Religiously, I can vouch for my men. I have seen them kneel in full field equipment, dust-stained faces, weary from sleepless nights of combat. I’ve watched them kneel in adoration at Consecration in the rear of woodsheds, along the highway where mass was held, and in the stately churches left intact from the ravages of war. These men are spearheads, often the very first to enter conquered territory. Fearless, fighting, and at once gracious, smiling, amusing, and filled with a vivacity that only the American soldier has. I’ve seen them do coiffours (sic) in a conquered Fraulein’s beauty shoppe near Munich; clear the crèmes from the shelf and pack them away, then turn the shop into a chaplain’s office. I’ve seen them laugh when they had a manure pile for a front porch to their nightly rest under the stars. I’ve seen them weep when their buddies were announced as dead from sniper fire. For 91 consecutive days, I rode in column, went with them day and night, knew their fears, their lack of baths, their torn clothing, their best girls in Buffalo and Nashville and Omaha. They were with me Easter Sunday noon in Hartheim when a jet plane strafed the town and dropped two bombs – 8 feet and 30 feet, respectively, from the church as they knelt at my mass. I saw their faces in the early morning rain when news came that our great Commander-in-Chief [Franklin Roosevelt] was dead on April 12. I watched their eager faces when I spoke to them of the history of Augsburg, Speyer, Heidelberg, Munich, and the Beer Hall Putsch of 1923. Or when I told them of the Brenner Pass and Mozart’s home in beautiful Salzburg. One doesn’t know an American soldier from the Pathe News at Radio City, or from an Alan Ladd movie, or the glowing account of an Ernie Pyle. You must be with them, eat the same K rations, watch them in the Ordinance motor pools, watch their humor in the mess line, glimpse their reactions when mail is handed out. They are real, sincere, wholesome, fearless, yet kind and forgiving: a flower of manhood.

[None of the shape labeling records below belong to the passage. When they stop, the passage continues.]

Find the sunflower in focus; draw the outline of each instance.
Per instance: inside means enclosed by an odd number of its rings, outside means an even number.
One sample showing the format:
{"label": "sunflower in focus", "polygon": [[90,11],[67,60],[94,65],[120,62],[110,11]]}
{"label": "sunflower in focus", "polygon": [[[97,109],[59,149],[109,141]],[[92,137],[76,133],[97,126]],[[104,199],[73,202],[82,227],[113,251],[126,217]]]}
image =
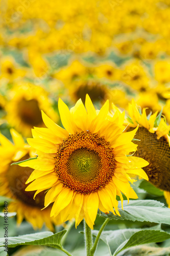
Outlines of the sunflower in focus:
{"label": "sunflower in focus", "polygon": [[170,125],[166,124],[160,115],[157,117],[158,111],[147,116],[146,110],[143,108],[141,112],[134,100],[129,105],[128,131],[139,125],[135,139],[140,141],[134,142],[138,144],[138,150],[134,155],[150,163],[143,168],[149,180],[164,191],[170,207]]}
{"label": "sunflower in focus", "polygon": [[125,113],[109,112],[107,100],[95,110],[87,95],[85,106],[79,99],[70,110],[59,99],[58,108],[65,129],[55,123],[43,112],[46,128],[35,127],[33,138],[28,139],[37,150],[37,159],[19,163],[35,169],[27,183],[27,191],[36,194],[47,190],[44,208],[54,203],[51,216],[62,223],[75,218],[76,227],[84,218],[93,229],[98,209],[120,215],[116,196],[137,196],[131,187],[129,174],[148,179],[141,168],[149,163],[142,158],[128,156],[136,151],[131,142],[137,127],[123,133]]}
{"label": "sunflower in focus", "polygon": [[41,87],[25,82],[15,86],[9,94],[6,105],[7,119],[11,126],[26,137],[30,136],[34,126],[44,126],[40,110],[58,120],[47,94]]}
{"label": "sunflower in focus", "polygon": [[41,228],[43,224],[53,230],[54,220],[50,218],[51,207],[41,211],[43,207],[44,191],[34,200],[34,193],[25,191],[25,182],[33,169],[28,167],[11,165],[16,161],[24,161],[35,156],[33,149],[26,144],[16,131],[10,130],[14,143],[0,134],[0,194],[12,199],[9,204],[9,212],[16,212],[17,223],[19,225],[25,219],[34,229]]}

I have a daily duty in my own life to constantly check myself to see if I am worthy to be the chaplain of such stalwart, noble fighting men.
I’ve a need to find a good German Frau to wash my clothes. There are monthly chaplain’s reports to file and a memorial service to plan. Why go on prosaically, when you can listen to Kaltenborn and Robert St. John for more lucid accounts of what we have seen and done. Perhaps it is on to Burma, China, Japan, or, perhaps, home. Whatever it may be, don’t relinquish a memory prayer for my men and a Padre who needs one too.
My kindest wishes,
Maurice E. PowersCaptain, Chaplains Corps
United States Army
Chaplain Powers leads a service for Memorial Day 1945 in Lorsch, Germany.